Boothbay Harbor, Maine Town Manager
- In office 1970–1975

Saugus, Massachusetts Town Manager
- In office 1968–1970
- Preceded by: Paul H. Boucher
- Succeeded by: Francis Moorehouse

Member of the Massachusetts House of Representatives from the 15th Essex District
- In office 1957–1961
- Preceded by: Herbert Tuckerman
- Succeeded by: George L. Allen

Mayor of Beverly, Massachusetts
- In office 1951–1957
- Preceded by: Robert J. Rafferty
- Succeeded by: Thomas J. Wickers, Jr.

Personal details
- Born: September 26, 1910 Gloucester, Massachusetts
- Died: July 12, 1996 (aged 85) Bremen, Maine
- Party: Republican
- Occupation: Contractor City Administrator Politician

= Clarence Wilkinson =

American politician (1910-1996)

Clarence Sayward Wilkinson (born September 26, 1910 – July 12, 1996) was an American politician who served as Mayor of Beverly, Massachusetts, from 1951 to 1957, State Representative from 1957 to 1961, Town Manager of Saugus from 1968 to 1970, and Town Manager of Boothbay Harbor, Maine, from 1970 to 1975.

== Career ==
Wilkinson was born in Gloucester, Massachusetts. He was elected Mayor of Beverly, Massachusetts in 1950 and re-elected in 1952, 1954, and 1956. During his tenure as Mayor, Beverly celebrated its 325th anniversary, hosted World Heavyweight Boxing Champion Rocky Marciano, hosted two Sports Car Club of America auto racing events, and built two new schools. Prior to becoming Mayor, Wilkinson spent four years as a member of the Beverly Board of Aldermen.

In 1953, Wilkinson was a candidate for State Representative, but lost in the Republican primary to Herbert Tuckerman.

In 1955, Wilkinson received a type-written letter containing a threat to kill him if he did not pay four million dollars. An investigation by Beverly police revealed that the letter was written by a fourteen-year-old boy at a junior high school.

Wilkinson was elected State Representative in 1956. He served as State Representative and Mayor simultaneously during his final year as Mayor. He was reelected in 1958, but lost the 1960 Republican primary to George L. Allen.

In 1962, Wilkinson was named Associate State Commissioner of Public Works.
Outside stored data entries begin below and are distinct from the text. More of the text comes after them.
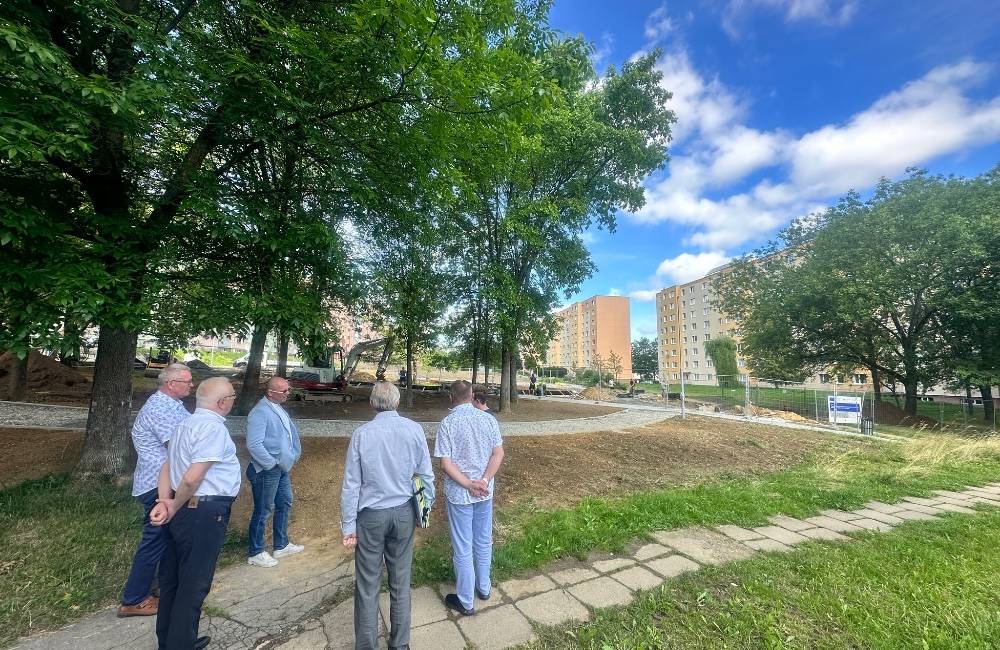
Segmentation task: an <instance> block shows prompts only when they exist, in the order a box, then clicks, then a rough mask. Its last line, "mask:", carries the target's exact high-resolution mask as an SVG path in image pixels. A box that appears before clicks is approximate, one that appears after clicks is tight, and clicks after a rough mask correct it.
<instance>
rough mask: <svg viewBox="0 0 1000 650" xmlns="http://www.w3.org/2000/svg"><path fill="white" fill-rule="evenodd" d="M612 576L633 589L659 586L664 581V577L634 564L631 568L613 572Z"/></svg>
mask: <svg viewBox="0 0 1000 650" xmlns="http://www.w3.org/2000/svg"><path fill="white" fill-rule="evenodd" d="M611 577H612V578H614V579H615V580H617V581H618V582H620V583H622V584H623V585H625V586H626V587H628V588H629V589H631V590H632V591H638V590H640V589H652V588H653V587H659V586H660V585H661V584H662V583H663V578H661V577H660V576H658V575H656V574H655V573H652V572H650V571H648V570H646V569H644V568H642V567H641V566H634V567H632V568H631V569H623V570H621V571H619V572H618V573H612V574H611Z"/></svg>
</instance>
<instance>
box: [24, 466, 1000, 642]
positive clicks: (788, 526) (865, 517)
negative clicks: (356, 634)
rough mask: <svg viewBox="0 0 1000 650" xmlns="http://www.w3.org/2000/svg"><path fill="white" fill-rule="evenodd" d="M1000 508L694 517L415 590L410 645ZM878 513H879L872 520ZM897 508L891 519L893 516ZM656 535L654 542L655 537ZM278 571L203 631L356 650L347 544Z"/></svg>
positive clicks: (384, 620)
mask: <svg viewBox="0 0 1000 650" xmlns="http://www.w3.org/2000/svg"><path fill="white" fill-rule="evenodd" d="M983 507H991V508H996V507H1000V482H998V483H991V484H988V485H983V486H969V487H967V488H966V489H965V490H962V491H948V490H939V491H937V492H935V496H934V497H933V498H920V497H906V498H904V499H902V500H901V501H900V502H899V503H894V504H888V503H882V502H878V501H873V502H869V503H867V504H865V505H864V507H862V508H858V509H857V510H853V511H850V512H847V511H842V510H824V511H822V512H820V513H817V514H816V515H815V516H812V517H806V518H802V519H797V518H793V517H788V516H785V515H782V514H776V515H775V516H773V517H771V518H770V520H769V522H768V525H764V526H758V527H754V528H749V529H748V528H743V527H740V526H734V525H720V526H716V527H713V528H708V527H702V526H695V527H689V528H681V529H678V530H663V531H654V532H652V533H650V535H649V539H646V540H641V541H639V540H637V541H636V542H635V543H633V544H632V545H631V546H630V547H629V550H628V552H627V553H626V554H624V555H622V556H617V557H615V556H608V555H602V556H593V557H591V558H590V559H588V560H587V561H567V560H561V561H558V562H556V563H553V564H552V565H551V566H549V567H547V568H546V569H545V570H543V571H541V572H537V573H534V574H531V575H525V576H519V577H517V578H512V579H510V580H507V581H504V582H501V583H499V584H498V585H496V586H495V587H494V589H493V593H492V594H491V597H490V599H489V600H488V601H485V602H484V601H478V600H477V602H476V610H477V611H476V614H475V615H474V616H470V617H460V616H458V615H457V614H455V613H454V612H451V611H449V610H447V609H446V608H445V607H444V604H443V596H444V595H445V593H447V592H448V591H451V590H452V585H450V584H442V585H436V586H433V587H430V586H425V587H419V588H416V589H414V590H413V595H412V606H411V611H412V614H411V615H412V632H411V639H410V647H411V648H412V649H413V650H425V649H426V650H465V649H467V648H478V649H479V650H493V649H497V650H499V649H501V648H510V647H514V646H517V645H520V644H523V643H526V642H528V641H531V640H532V639H533V638H534V636H535V632H534V631H535V628H536V626H540V625H542V626H544V625H558V624H561V623H566V622H573V621H576V622H580V623H582V622H584V621H587V620H590V618H591V616H592V615H593V611H594V610H595V609H599V608H603V607H615V606H622V605H626V604H628V603H630V602H632V600H633V599H634V598H635V597H636V596H637V594H638V593H639V592H640V591H642V590H645V589H652V588H655V587H658V586H659V585H661V584H662V583H663V582H665V581H666V580H669V579H670V578H673V577H675V576H678V575H681V574H684V573H689V572H692V571H698V570H699V569H701V568H702V567H703V566H706V565H711V564H722V563H726V562H733V561H737V560H742V559H746V558H749V557H753V556H754V555H755V554H757V553H760V552H791V551H793V550H794V547H795V546H796V545H798V544H802V543H804V542H810V541H815V540H820V541H822V542H823V543H846V542H849V541H851V540H852V539H853V538H852V537H851V535H856V534H859V533H865V532H869V531H874V532H888V531H891V530H893V529H894V528H895V527H896V526H899V525H903V524H905V523H907V522H908V521H911V520H926V519H931V520H933V519H937V518H939V517H942V516H974V515H975V514H976V513H978V512H981V509H982V508H983ZM874 515H878V516H879V517H882V519H878V518H875V517H874ZM889 517H891V518H892V520H887V518H889ZM654 540H655V541H654ZM279 567H280V569H258V568H252V567H247V566H245V565H240V566H236V567H230V568H228V569H225V570H222V571H220V572H219V573H218V575H217V577H216V580H215V587H214V588H213V591H212V593H211V594H210V595H209V598H208V600H207V603H208V607H207V608H206V612H205V616H204V617H203V618H202V623H201V633H202V634H210V635H211V636H212V645H211V646H210V647H211V648H212V649H213V650H216V649H218V650H230V649H232V650H249V649H264V648H267V649H271V648H280V649H281V650H324V649H325V650H349V649H350V648H353V646H354V632H353V616H354V602H353V596H352V593H353V561H352V558H351V556H348V555H346V554H345V553H343V552H336V553H333V552H328V553H327V554H325V555H323V554H320V553H315V554H313V555H310V554H309V552H308V551H307V552H306V553H304V554H303V555H301V556H293V557H291V558H286V559H283V560H282V561H281V563H280V565H279ZM379 605H380V606H379V610H380V614H381V616H380V623H379V624H380V635H381V636H382V637H383V638H382V640H381V643H382V644H384V643H385V641H384V637H385V633H386V629H387V625H388V620H389V602H388V596H387V595H386V594H382V597H381V599H380V604H379ZM155 647H156V642H155V634H154V621H153V620H152V619H151V618H144V619H136V618H132V619H117V618H115V617H114V610H112V609H108V610H105V611H102V612H100V613H98V614H95V615H93V616H90V617H89V618H86V619H84V620H82V621H80V622H79V623H76V624H74V625H70V626H68V627H66V628H63V629H61V630H58V631H55V632H51V633H46V634H40V635H38V636H35V637H31V638H29V639H26V640H24V641H22V643H21V644H20V645H18V646H16V648H17V649H18V650H43V649H45V650H48V649H53V650H55V649H63V648H65V649H69V648H74V649H79V650H111V649H118V648H121V649H125V648H128V649H133V648H134V649H136V650H152V649H153V648H155Z"/></svg>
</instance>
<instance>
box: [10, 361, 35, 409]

In 1965, he made a return to elected office in Beverly as a member of the Board of Aldermen. In 1966, the town offered 207 acres of land abutting Beverly Municipal Airport to Boeing in attempt to convince them to build a proposed multimillion-dollar plant in Beverly. Wilkinson served as the town's liaison officer in the ultimately unsuccessful project. In 1967, Wilkinson ran again for Mayor, but finished third in the primary behind James A. Vitale and Herbert Grimes.

On October 14, 1968, he was named Town Manager of Saugus, Massachusetts. He had previously been a finalist for the job in 1962, but the Board of Selectmen decided to give the job to John O. Stinson. He resigned in 1970 to take the same position in Boothbay Harbor, Maine. He remained as Boothbay Harbor's Town Manager until his retirement in 1975.

He died on July 12, 1996, in Bremen, Maine.